Buy Back of Shares Under Companies Act, 2013 By CS Richa Thakur


Section 68 of the Companies Act, 2013

BUY BACK of shares means that company which has issued shares repurchase the same from either open market or by providing an offer to existing shareholders to buy back at fixed price. Buy back is normally done when company thinks that shares are undervalued in the market and therefore, by buy back, company absorbs the repurchased stocks and no. of stocks in market get reduced. It is also one of the method of giving funds to shareholders instead of giving dividends.

• As per Section 68 of the Companies Act, 2013, a company may purchase its own shares or other specified securities (hereinafter referred to as buy-back) out of—

(a) its free reserves;

(b) the securities premium account; or

(c) the proceeds of the issue of any shares or other specified securities:

Provided that no buy-back of any kind of shares or other specified securities shall be made out of the proceeds of an earlier issue of the same kind of shares or same kind of other specified securities.

• The buy back must be authorised by the Articles of Association of the Company.

• The buy back may be:

(a) from the existing shareholders or security holders on a proportionate basis;
(b) from the open market;
(c) by purchasing the securities issued to employees of the company pursuant to a scheme of stock option or sweat equity.

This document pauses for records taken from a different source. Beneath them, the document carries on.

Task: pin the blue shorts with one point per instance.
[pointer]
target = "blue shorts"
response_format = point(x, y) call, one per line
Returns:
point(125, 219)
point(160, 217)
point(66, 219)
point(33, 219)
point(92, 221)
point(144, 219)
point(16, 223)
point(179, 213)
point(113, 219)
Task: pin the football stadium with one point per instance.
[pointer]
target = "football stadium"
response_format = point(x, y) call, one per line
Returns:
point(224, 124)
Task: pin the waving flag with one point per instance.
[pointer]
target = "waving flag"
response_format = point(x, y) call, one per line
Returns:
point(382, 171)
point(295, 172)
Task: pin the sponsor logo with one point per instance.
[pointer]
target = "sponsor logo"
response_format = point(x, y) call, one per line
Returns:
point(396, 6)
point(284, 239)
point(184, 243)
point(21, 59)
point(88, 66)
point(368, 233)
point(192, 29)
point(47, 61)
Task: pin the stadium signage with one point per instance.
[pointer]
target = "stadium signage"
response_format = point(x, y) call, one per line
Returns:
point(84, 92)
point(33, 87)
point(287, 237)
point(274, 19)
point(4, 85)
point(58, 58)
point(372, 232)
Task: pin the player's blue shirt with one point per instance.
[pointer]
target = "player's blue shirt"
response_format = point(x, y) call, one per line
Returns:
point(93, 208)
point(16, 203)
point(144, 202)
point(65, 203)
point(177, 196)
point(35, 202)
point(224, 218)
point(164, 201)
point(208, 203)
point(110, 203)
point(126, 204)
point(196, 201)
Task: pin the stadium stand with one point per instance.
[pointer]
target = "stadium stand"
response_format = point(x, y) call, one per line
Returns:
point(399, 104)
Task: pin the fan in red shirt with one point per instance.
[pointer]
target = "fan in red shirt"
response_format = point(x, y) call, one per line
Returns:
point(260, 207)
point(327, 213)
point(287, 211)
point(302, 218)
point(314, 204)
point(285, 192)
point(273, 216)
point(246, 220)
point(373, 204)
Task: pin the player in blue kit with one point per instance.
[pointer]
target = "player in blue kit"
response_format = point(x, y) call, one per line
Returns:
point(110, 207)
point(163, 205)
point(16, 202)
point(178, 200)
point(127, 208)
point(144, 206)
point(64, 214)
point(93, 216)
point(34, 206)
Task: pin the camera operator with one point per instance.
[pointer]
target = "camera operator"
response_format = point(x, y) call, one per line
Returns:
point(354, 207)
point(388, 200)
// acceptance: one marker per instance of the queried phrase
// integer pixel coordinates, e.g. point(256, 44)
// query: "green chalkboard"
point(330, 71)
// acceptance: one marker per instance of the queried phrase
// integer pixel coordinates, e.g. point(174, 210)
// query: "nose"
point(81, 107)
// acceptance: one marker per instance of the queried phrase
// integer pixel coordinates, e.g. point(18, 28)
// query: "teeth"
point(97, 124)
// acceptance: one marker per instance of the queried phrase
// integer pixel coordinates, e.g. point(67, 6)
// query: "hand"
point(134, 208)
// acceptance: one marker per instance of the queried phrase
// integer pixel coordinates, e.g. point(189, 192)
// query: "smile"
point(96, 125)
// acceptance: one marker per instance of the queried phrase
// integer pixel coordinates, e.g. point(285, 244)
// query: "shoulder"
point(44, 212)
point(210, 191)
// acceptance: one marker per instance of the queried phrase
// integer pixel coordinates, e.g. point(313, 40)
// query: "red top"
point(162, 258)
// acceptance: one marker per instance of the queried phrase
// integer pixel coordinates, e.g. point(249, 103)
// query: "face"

• Buy back must be authorised via Special Resolution in a General Meeting. However, a Company need not pass a SR where
  1. the buy-back is, 10% or less of the total paid-up equity capital and free reserves of the company; and
  2. such buy-back has been authorised by the Board by means of a resolution passed at its meeting.
• The maximum limit for buy back is upto 25% or less of the aggregate of paid-up capital and free reserves of the company. However, in respect of the buy-back of equity shares in any financial year, the reference to 25% per cent in this clause shall be construed with respect to its total paid-up equity capital in that financial year.

• The process for buying back shares shall be accordance with Rule 17 of The Companies (Share Capital and Debentures) Rules, 2014.

• After buyback, debt equity ratio should not exceed 2:1

• Within 6 months from date of completion of buy back, company shall not issue fresh shares (Except Bonus shares/conversion of warrants/stock option/sweat equity/conversion of preference shares/conversion of debentures) u/s 62(1).


  1. Board Meeting is to be convened notice of which must be given at least 7 days before the meeting.
  2. In the board meeting, pass resolution for buy back, fix date for EGM, approve notice for calling EGM with explanatory statements.
  3. Send notice of EGM giving at least 21 days clear notice before EGM and pass a Special Resolution.
  4. File MGT 14 within 30 Days of passing of Special Resolution.
  5. File the same in SH – 8 to ROC. Within 20 days from the date of filing SH-8 with ROC, letter of offer should be dispatched to shareholders. Offer shall remain open for Min-15 days to max- 30 days from date of dispatch.
  6. Declaration of solvency is to be filed to ROC in SH – 9.
  7. Within 15 days from the date of closure of the offer, the shares or other securities lodged shall be deemed to be accepted unless a communication of rejection is made within twenty-one days from the date of closure of the offer
  8. The company shall confirm in its offer the opening of a separate bank account adequately funded for this purpose and to pay the consideration only by way of cash
  9. The company, shall maintain a register of shares or other securities which have been bought-back in Form No. SH.10.
  10. The company shall not withdraw the offer once it has announced the offer to the shareholders;
  11. A return in Form SH – 11 shall be filed by two directors of the Company annexing a certificate in Form No. SH.15 certifying that the buy-back of securities has been made in compliance with the provisions of the Act and the rules made thereunder.